Friday, March 12, 2010

The Good Life

I don't know how to say this more plainly. This is simply one of the best places on earth to live. Deering, AK is small and teeters haphazardly on the far edge of the earth. It is as remote as you can imagine. It is silent except for the forlorn whine of the snow machines passing by and great gusts of snow laden wind. At this time of year the white horizon encircles every inch. The snow reflects the fresh rays of sun until it is the brightest day you can imagine. The bluff crests resolutely to the west. This is one HECK of a landscape!
It is hard to convince you lower 48ers that though amenities are sparse and some comforts are hard to come by that we find beauty and pleasure here. These are our small, but significant pleasures here in the Arctic.
Bush life has grown increasingly manageable. The bush has recently welcomed cell phones. Texting has become the new pink. It is so "in" it is hard to imagine what kids did before texting. We have satellite telephones. That is old news. They have been around for at least 30 years. We have high speed internet and on top of that we are able to have wireless internet in our home. Four classrooms in the school have Smart Boards even. We have hit the big time.We watch our Netflix and we seem to have weekly packages arriving from Amazon. We rock out to Pandora. I listen to podcasts of sermons from my sister's church.
We receive a box of organic produce delivered to our door each week. This has translated into some culinary delights coming from our kitchen. We really do eat like kings. Tonight for instance we had homemade pizza. I made the dough from scratch. The green pepper and mushroom came in our box from Full Circle Farm. We grabbed some pepperoni and mozzarella that we have frozen for just such an occasion. It was delectable and dare I say it, wholesome. Pizza Hut has nothing on us.
We do have amenities like a washer and a dryer. We also have a dish washer (her name isn't Jiorgia). We bought a 15 cu. ft. chest freezer in October to handle our abundance of fish. When Paul goes into Anchorage throughout the school year he comes home with plenty of frozen/refrigerated food. Unfortunately sour cream doesn't freeze well and neither do raw potatoes. It is a shame, really.
We live 40 feet from the school. That means if we get a hankerin' to see Dadoo we just pull on our parka and head on over.

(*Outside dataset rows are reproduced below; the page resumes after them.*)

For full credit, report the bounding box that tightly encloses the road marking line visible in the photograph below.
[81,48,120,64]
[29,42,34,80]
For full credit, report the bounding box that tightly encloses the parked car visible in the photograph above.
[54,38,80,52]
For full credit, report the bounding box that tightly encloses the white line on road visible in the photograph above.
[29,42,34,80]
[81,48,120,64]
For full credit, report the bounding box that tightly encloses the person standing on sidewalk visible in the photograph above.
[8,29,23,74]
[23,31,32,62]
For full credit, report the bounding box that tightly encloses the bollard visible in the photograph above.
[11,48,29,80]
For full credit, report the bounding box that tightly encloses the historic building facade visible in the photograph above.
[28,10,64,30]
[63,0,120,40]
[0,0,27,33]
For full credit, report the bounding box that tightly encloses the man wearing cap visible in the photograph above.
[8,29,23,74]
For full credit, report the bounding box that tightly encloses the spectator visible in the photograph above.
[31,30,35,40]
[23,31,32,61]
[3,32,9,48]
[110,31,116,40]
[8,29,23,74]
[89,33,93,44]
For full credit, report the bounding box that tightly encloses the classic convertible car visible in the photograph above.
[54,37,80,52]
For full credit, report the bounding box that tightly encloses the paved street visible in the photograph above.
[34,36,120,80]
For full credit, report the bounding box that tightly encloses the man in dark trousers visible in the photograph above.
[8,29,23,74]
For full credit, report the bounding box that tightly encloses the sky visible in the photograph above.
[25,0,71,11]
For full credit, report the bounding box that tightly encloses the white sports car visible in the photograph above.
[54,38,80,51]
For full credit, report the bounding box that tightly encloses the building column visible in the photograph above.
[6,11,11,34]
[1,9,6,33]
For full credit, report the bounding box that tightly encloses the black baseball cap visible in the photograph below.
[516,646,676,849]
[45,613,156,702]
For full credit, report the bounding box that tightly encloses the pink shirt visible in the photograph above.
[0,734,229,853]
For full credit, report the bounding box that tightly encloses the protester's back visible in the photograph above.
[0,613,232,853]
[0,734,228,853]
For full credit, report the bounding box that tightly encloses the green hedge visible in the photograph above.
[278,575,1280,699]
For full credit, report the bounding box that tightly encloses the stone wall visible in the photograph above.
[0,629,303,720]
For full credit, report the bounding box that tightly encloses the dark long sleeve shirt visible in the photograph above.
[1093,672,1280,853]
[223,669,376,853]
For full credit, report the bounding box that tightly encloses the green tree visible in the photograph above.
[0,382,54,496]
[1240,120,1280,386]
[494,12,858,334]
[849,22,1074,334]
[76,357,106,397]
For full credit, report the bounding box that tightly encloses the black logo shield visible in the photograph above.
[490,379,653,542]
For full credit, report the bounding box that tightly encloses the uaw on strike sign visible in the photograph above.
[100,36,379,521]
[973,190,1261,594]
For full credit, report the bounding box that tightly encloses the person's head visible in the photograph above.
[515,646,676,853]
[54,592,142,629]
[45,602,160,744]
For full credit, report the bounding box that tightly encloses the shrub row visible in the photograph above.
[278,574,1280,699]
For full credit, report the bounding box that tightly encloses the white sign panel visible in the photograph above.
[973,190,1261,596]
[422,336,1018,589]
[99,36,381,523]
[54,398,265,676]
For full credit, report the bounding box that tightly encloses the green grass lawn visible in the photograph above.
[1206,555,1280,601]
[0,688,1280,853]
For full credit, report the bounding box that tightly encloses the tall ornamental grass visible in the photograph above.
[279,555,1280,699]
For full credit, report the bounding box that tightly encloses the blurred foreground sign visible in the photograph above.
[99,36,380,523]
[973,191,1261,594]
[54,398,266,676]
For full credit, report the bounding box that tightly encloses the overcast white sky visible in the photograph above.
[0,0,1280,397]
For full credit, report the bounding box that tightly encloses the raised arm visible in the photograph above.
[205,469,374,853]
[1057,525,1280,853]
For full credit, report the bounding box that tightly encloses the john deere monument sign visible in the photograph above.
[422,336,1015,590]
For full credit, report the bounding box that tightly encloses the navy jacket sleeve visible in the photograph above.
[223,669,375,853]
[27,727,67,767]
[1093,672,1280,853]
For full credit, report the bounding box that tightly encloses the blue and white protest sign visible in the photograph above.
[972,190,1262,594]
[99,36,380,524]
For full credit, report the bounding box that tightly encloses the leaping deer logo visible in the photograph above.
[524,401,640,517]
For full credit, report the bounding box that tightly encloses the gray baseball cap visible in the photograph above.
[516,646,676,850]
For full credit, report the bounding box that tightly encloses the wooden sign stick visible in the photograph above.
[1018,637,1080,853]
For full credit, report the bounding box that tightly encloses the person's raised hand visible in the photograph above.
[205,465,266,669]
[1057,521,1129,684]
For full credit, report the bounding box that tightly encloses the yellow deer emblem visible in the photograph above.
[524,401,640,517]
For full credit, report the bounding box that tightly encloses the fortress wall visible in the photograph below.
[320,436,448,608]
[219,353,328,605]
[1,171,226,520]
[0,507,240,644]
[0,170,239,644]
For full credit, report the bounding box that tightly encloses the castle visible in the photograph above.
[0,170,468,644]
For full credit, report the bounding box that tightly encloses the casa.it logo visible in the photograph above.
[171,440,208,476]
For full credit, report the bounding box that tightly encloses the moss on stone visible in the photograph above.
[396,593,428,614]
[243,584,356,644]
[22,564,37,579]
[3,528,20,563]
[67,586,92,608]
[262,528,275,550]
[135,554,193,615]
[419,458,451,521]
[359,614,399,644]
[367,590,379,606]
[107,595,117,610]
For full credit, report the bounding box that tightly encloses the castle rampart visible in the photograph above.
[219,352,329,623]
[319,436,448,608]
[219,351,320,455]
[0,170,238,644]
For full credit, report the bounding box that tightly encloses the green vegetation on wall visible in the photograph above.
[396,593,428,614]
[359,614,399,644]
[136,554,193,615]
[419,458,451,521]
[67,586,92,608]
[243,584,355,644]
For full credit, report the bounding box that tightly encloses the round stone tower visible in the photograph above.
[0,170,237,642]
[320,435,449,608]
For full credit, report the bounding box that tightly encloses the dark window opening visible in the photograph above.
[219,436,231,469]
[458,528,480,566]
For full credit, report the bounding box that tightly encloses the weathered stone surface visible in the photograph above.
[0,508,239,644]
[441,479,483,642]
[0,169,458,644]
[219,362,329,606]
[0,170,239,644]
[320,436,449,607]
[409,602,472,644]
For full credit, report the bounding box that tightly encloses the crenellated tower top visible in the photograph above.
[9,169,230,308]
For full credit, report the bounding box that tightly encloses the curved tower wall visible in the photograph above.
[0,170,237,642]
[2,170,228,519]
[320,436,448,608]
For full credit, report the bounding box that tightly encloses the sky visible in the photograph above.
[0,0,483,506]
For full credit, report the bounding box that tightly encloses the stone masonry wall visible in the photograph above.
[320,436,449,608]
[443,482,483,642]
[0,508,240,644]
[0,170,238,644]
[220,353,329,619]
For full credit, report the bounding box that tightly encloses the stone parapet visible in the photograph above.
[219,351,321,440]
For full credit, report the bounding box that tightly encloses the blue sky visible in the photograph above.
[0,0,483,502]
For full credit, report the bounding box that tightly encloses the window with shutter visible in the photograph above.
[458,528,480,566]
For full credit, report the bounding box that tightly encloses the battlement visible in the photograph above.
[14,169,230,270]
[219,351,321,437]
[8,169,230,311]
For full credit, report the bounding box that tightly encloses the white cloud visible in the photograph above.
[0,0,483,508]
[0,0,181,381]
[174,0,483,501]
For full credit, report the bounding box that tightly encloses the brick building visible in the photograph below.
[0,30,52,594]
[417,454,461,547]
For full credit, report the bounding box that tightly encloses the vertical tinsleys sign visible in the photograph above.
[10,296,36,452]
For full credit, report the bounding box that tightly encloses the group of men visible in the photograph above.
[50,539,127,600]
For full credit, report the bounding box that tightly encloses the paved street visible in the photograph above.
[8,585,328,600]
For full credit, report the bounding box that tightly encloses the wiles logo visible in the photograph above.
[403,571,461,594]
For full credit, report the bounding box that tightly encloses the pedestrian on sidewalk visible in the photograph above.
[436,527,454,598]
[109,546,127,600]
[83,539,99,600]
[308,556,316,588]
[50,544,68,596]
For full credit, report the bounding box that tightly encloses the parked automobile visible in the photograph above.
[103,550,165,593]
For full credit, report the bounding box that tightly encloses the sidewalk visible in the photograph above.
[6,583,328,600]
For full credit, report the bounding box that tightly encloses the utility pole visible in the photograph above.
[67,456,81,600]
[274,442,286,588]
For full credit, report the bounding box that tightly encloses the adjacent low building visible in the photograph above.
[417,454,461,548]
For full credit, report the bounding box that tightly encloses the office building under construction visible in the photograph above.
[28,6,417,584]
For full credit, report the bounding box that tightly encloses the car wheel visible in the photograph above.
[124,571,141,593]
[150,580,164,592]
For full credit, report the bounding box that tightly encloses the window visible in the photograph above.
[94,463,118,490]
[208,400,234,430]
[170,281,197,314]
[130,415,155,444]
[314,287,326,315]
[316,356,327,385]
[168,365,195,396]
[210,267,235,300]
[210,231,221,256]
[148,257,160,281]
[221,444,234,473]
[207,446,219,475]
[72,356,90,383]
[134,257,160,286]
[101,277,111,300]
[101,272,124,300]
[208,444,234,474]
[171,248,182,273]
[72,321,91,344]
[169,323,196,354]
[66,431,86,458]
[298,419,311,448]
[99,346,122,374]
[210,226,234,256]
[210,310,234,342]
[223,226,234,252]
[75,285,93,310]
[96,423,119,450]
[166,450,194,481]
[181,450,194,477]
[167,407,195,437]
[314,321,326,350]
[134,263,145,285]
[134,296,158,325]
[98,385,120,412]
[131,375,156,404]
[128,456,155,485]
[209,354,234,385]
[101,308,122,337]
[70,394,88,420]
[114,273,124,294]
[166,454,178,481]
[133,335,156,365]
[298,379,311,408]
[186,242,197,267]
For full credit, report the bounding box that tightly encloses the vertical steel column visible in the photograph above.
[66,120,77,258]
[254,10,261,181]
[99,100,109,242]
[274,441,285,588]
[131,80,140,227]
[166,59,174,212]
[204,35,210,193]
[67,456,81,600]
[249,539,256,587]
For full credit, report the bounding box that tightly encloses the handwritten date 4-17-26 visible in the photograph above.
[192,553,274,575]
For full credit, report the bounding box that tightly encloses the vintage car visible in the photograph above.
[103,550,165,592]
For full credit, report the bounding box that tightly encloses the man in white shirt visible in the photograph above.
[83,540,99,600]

Paul's doesn't have to get up super early to weave through traffic just to get to work. When he wants a another cup of his special decaf coffee, he just trots on  home to get some.
We have flush toilets and running, indoor water. We have Gore-tex and goose down. We have polar fleece and synthetic long underwear. We have bunny boots and alpaca socks. Our house, during the day fluctuates from 68 to 72 degrees. We have companionship in each other and plenty of visitors. The kids come to play and we have a few folks here and there who come for a bit of tea and a good conversation.
We have laughter and humor. We have games and good old fashion fun. In describing our adventure to a a friend from the lower 48, she replied, "You guys are living the real life, all this down here is just fake." We couldn't agree more. When you strip the lower 48 of shopping centers, urban sprawl, traffic and crowds of anonymous faces you might find some of what we have got here...the GOOD life!!!!

Other news:
So I guess that March weather is sort of iffy so to speak. Tuesday was the beginning of a 3 day blizzard. The wind was enough to drive anyone quickly to his/her destination. The snow is as fine as desert sand. It whips through the air stinging your face. It is like a cooling micro-derm abrasion.